Marinha instaurou processo disciplinar ao militar dos quadros permanentes e entregou o caso ocorrido quinta-feira à PJ Militar.

A Marinha anunciou esta terça-feira ter instaurado um processo disciplinar a um militar por alegada "importunação sexual" de um candidato ao concurso de praças, na quinta-feira, tendo entregue o caso à Polícia Judiciária Militar (PJM).

Fontes militares indicaram ao DN que o alegado autor dos atos de assédio sexual é um sargento - o qual nega as acusações de que foi alvo - e que o candidato era um jovem maior de idade.
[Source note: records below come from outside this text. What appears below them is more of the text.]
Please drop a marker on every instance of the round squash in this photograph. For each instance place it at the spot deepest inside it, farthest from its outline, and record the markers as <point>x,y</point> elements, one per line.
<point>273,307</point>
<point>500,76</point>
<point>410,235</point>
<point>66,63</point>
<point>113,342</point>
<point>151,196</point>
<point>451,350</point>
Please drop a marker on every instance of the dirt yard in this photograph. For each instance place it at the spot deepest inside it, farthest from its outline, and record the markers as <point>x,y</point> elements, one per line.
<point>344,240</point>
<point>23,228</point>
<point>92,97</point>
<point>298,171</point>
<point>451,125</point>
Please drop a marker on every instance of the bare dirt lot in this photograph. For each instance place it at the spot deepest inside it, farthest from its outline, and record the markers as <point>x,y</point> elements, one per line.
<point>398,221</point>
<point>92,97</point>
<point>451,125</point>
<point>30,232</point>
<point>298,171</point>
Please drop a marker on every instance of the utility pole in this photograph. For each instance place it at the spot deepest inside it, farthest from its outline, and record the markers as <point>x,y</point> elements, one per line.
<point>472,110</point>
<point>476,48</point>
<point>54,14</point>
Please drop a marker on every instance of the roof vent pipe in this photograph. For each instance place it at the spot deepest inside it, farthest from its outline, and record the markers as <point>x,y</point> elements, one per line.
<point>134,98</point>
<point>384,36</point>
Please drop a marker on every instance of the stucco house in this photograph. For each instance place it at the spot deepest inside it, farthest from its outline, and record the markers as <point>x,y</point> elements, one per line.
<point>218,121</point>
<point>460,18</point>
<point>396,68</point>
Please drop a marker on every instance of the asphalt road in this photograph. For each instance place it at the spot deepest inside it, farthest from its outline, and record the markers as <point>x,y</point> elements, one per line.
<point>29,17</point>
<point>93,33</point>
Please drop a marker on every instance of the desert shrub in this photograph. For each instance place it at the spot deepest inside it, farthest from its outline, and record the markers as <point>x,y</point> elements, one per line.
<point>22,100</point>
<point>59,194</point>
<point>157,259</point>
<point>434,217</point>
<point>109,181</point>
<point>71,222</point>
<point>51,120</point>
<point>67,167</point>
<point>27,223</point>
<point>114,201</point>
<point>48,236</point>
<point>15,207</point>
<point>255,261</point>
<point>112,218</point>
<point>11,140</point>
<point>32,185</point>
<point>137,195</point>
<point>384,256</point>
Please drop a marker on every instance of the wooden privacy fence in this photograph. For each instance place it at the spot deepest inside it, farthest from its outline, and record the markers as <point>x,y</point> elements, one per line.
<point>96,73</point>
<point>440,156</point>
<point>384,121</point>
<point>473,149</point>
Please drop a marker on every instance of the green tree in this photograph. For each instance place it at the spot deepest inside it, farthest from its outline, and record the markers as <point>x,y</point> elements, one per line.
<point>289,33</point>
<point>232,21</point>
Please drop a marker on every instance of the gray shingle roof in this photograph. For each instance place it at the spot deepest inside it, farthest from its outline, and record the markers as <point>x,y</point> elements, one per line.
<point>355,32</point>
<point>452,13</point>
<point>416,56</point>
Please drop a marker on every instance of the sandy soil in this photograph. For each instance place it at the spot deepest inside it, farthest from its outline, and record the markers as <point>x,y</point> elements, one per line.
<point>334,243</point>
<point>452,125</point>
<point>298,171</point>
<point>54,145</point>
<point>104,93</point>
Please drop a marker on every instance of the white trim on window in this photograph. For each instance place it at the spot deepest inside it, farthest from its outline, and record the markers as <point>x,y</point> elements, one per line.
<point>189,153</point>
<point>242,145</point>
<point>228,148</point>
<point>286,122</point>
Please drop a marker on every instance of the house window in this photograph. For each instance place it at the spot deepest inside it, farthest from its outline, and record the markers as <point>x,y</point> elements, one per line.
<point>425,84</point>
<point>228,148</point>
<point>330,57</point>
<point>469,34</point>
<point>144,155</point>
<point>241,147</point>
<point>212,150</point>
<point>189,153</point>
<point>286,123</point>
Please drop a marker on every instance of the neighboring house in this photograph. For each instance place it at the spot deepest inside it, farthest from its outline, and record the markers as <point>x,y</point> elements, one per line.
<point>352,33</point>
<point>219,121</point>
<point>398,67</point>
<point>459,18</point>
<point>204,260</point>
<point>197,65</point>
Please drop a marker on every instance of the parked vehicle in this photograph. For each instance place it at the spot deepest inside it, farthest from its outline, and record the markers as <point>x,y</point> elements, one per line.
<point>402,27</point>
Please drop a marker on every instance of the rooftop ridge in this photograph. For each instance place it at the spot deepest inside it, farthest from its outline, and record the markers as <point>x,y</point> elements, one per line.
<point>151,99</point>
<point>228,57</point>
Em comunicado divulgado pouco depois das zero horas, a Marinha precisou que o caso ocorreu em Alcântara: "Na manhã de 21 de fevereiro foi comunicado ao oficial de serviço às instalações navais de Alcântara, por um dos candidatos ao concurso de praças, uma situação em que tinha sido abordado por um militar que, alegadamente, dizia ser médico e que referiu haver a necessidade de o examinar."

O jovem candidato, que estava ali a pernoitar devido ao calendário de provas a realizar, referiu que os atos praticados pelo militar "se revelaram compatíveis com importunação sexual".

Dadas as versões contraditórias e na ausência de testemunhas, caberá aos investigadores da PJM averiguar o que realmente sucedeu na passada quinta-feira, sublinharam as fontes ouvidas pelo DN. sob anonimato por não estarem autorizadas a falar.

"Identificado o militar em causa, que não é médico, a Marinha desencadeou, de imediato, todos os procedimentos previstos, comunicou a ocorrência à PJM e instaurou um processo disciplinar", acrescentou o ramo no seu comunicado.

O candidato e o militar identificado foram ouvidos pela PJM nesse mesmo dia ao final da tarde, sendo que o sargento "foi preventivamente afastado do espaço onde os candidatos circulam, até ao completo esclarecimento dos factos" - enquanto ao candidato foi disponibilizado apoio psicológico de imediato.

"A Marinha não se revê, nem tolera, este tipo de comportamento", pelo que "tem estado a colaborar com as autoridades e permanece disponível para cooperar no que for necessário, com vista ao apuramento cabal de todos os factos", concluiu o ramo.